別の態様において、本発明は、本発明の液体抗体製剤に対して固化処理を行うことで得られる固体抗体製剤を提供する。前記固化処理は、例えば、結晶法、噴霧乾燥法又は冷凍乾燥法により実施される。１つの好ましい実施形態において、前記固体抗体製剤は、例えば凍結乾燥粉末注射剤の形態である。固体抗体製剤は、使用前に適切な溶媒に再構成されることにより、本発明の再構成製剤を形成することができる。前記再構成製剤も、本発明の液体抗体製剤である。一実施形態において、前記適切な溶媒は、注射用水、注射用有機溶媒から選択され、注射用油、エタノール、プロピレングリコールなど、又はそれらの組み合わせを含むが、これらに限定されない。

一態様において、本発明は、本発明の液体抗体製剤又は固体抗体製剤を含む送達装置を提供する。一実施形態において、本発明の送達装置は、本発明の液体抗体製剤又は固体抗体製剤を含む薬剤充填済み注射器の形態で提供され、例えば、静脈内、皮下、皮内又は筋肉内注射、静脈内注入に用いられる。

更に別の態様において、本発明は、抗ＴＩＧＩＴ抗体を哺乳類などの被験者に送達する方法であって、本発明の液体抗体製剤又は固体抗体製剤を前記被験者に投与するステップを含む方法を提供し、前記送達は、例えば、薬剤充填済み注射器を利用する送達装置により実施される。

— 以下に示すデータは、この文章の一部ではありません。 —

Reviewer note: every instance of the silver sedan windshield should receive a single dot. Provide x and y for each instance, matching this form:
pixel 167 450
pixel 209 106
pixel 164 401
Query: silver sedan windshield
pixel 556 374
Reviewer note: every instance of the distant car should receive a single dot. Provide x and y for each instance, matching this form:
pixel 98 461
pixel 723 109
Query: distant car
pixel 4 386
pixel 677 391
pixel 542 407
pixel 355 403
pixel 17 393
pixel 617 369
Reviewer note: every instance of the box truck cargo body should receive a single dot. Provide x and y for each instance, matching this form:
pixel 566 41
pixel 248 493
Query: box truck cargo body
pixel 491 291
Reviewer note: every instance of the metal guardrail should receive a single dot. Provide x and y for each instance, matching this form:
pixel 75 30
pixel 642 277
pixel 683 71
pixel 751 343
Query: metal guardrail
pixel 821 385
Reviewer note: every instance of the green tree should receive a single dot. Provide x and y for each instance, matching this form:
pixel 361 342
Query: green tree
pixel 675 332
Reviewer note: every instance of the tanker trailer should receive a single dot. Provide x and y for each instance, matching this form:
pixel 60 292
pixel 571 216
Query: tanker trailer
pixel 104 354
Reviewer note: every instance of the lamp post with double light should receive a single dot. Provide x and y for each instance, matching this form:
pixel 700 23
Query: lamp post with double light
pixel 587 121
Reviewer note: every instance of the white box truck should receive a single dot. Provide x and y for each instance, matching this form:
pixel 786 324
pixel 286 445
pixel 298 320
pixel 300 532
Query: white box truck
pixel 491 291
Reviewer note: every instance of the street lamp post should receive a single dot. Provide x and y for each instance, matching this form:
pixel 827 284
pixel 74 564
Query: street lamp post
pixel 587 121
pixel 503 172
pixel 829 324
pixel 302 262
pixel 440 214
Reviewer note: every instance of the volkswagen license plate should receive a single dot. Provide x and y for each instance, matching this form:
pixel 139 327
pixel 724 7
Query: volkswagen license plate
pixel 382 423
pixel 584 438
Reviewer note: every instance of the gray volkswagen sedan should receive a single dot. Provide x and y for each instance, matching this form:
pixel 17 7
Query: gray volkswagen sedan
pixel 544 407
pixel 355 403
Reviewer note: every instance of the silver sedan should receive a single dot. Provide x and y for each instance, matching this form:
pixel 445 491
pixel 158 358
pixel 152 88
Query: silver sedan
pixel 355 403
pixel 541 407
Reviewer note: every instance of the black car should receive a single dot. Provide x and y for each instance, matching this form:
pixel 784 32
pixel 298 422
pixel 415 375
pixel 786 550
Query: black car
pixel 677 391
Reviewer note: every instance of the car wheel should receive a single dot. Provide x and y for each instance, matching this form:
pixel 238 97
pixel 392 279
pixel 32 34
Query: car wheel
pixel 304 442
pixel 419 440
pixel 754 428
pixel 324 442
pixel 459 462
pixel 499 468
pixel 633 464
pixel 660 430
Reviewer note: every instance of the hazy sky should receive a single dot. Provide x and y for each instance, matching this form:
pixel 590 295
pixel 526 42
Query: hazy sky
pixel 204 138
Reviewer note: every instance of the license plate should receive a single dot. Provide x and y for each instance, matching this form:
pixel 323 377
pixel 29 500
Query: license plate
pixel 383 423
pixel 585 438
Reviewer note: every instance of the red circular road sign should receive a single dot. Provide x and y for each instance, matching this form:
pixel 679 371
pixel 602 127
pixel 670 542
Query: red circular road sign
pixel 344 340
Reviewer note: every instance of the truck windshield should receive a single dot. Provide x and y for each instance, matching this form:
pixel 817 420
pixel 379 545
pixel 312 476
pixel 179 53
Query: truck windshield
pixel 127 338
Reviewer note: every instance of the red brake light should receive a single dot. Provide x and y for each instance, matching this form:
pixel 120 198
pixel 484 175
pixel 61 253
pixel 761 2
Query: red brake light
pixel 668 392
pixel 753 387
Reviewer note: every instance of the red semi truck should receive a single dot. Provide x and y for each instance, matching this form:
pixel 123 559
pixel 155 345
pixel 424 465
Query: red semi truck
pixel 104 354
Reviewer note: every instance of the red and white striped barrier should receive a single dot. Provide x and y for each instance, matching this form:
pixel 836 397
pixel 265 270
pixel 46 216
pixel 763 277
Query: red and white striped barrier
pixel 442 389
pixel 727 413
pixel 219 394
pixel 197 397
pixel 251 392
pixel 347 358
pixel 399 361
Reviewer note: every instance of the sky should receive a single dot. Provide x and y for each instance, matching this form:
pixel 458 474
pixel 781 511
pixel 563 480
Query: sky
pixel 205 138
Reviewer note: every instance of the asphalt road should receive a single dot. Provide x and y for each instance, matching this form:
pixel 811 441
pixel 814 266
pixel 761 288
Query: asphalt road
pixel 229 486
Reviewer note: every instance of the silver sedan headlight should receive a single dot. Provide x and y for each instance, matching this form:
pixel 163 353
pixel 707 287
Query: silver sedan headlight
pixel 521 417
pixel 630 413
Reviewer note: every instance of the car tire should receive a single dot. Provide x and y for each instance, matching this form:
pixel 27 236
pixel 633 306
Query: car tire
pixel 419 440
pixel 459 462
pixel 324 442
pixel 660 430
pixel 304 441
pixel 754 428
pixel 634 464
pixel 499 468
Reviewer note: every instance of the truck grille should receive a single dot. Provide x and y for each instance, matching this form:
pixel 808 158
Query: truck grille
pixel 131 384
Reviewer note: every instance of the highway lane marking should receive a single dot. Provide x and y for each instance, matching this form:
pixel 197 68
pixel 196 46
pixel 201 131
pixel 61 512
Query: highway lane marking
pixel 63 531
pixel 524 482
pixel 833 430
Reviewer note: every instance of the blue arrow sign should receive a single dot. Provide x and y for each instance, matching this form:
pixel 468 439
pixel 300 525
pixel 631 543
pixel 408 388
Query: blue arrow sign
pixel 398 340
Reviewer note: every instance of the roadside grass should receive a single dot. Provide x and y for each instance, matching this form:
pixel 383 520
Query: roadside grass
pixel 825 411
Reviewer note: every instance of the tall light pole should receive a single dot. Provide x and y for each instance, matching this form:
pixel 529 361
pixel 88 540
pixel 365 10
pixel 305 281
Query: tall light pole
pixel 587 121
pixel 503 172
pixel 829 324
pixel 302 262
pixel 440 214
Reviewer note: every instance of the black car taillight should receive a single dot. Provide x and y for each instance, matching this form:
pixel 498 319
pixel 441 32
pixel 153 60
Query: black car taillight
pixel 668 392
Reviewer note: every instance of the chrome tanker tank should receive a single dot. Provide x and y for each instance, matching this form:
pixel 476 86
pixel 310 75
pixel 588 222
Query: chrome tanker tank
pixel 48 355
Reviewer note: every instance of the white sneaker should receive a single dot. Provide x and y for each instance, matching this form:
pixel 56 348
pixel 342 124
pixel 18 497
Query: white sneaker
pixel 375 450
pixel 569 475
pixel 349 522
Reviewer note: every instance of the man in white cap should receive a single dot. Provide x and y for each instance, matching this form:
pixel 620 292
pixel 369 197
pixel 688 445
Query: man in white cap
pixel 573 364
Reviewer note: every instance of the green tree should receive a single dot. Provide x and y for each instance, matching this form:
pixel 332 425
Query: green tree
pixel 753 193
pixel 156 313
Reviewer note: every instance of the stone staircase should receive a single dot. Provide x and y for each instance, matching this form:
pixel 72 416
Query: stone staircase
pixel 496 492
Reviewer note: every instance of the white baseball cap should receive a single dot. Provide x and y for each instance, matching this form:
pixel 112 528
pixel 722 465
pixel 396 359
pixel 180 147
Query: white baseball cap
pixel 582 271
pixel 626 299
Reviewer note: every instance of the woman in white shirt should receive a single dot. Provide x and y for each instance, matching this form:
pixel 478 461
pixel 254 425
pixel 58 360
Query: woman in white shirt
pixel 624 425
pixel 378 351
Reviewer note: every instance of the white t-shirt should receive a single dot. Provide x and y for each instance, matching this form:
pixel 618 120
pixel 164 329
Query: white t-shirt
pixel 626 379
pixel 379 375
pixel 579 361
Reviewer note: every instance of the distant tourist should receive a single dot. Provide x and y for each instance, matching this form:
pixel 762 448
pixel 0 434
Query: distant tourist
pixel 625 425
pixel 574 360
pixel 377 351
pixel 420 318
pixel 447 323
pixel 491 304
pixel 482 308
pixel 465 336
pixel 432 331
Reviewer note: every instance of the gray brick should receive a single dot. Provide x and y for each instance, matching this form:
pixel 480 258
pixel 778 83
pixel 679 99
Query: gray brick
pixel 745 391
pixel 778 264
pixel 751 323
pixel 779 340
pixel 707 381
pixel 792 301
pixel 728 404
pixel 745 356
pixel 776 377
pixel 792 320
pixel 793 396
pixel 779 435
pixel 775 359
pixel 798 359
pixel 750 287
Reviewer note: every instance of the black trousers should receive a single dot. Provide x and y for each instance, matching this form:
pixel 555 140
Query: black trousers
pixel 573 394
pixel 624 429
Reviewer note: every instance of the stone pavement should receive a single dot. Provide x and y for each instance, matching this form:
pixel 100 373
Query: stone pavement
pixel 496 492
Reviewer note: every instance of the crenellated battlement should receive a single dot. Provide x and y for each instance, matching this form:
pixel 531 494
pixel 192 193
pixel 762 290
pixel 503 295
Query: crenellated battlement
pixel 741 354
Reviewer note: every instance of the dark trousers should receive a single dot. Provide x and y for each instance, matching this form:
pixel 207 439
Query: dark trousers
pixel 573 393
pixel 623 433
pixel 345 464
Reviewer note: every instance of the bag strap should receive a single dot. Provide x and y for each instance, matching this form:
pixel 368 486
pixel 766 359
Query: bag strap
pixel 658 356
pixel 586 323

更に別の態様において、本発明は、被験者においてＴＩＧＩＴとＣＤ１５５の結合を阻害してＴＩＧＩＴの免疫抑制作用を低減又は排除する送達装置又は薬剤充填済み注射器又は薬物を製造し、又は被験者において腫瘍、病原体による感染を治療又は予防する送達装置（例えば、薬剤充填済み注射器）又は薬物を製造するための、本発明の液体抗体製剤又は固体抗体製剤の使用を提供し、前記腫瘍は、例えばがんであり、例えば結腸がんなどの胃腸管のがんを含むが、これに限定されない。

本発明は、被験者に本発明の液体抗体製剤又は固体抗体製剤又は当該液体抗体製剤若しくは固体抗体製剤を含む送達装置（例えば、薬剤充填済み注射器）又は薬物を投与することにより、被験者においてＴＩＧＩＴとＣＤ１５５の結合を阻害してＴＩＧＩＴの免疫抑制作用を低減又は排除する方法を更に提供する。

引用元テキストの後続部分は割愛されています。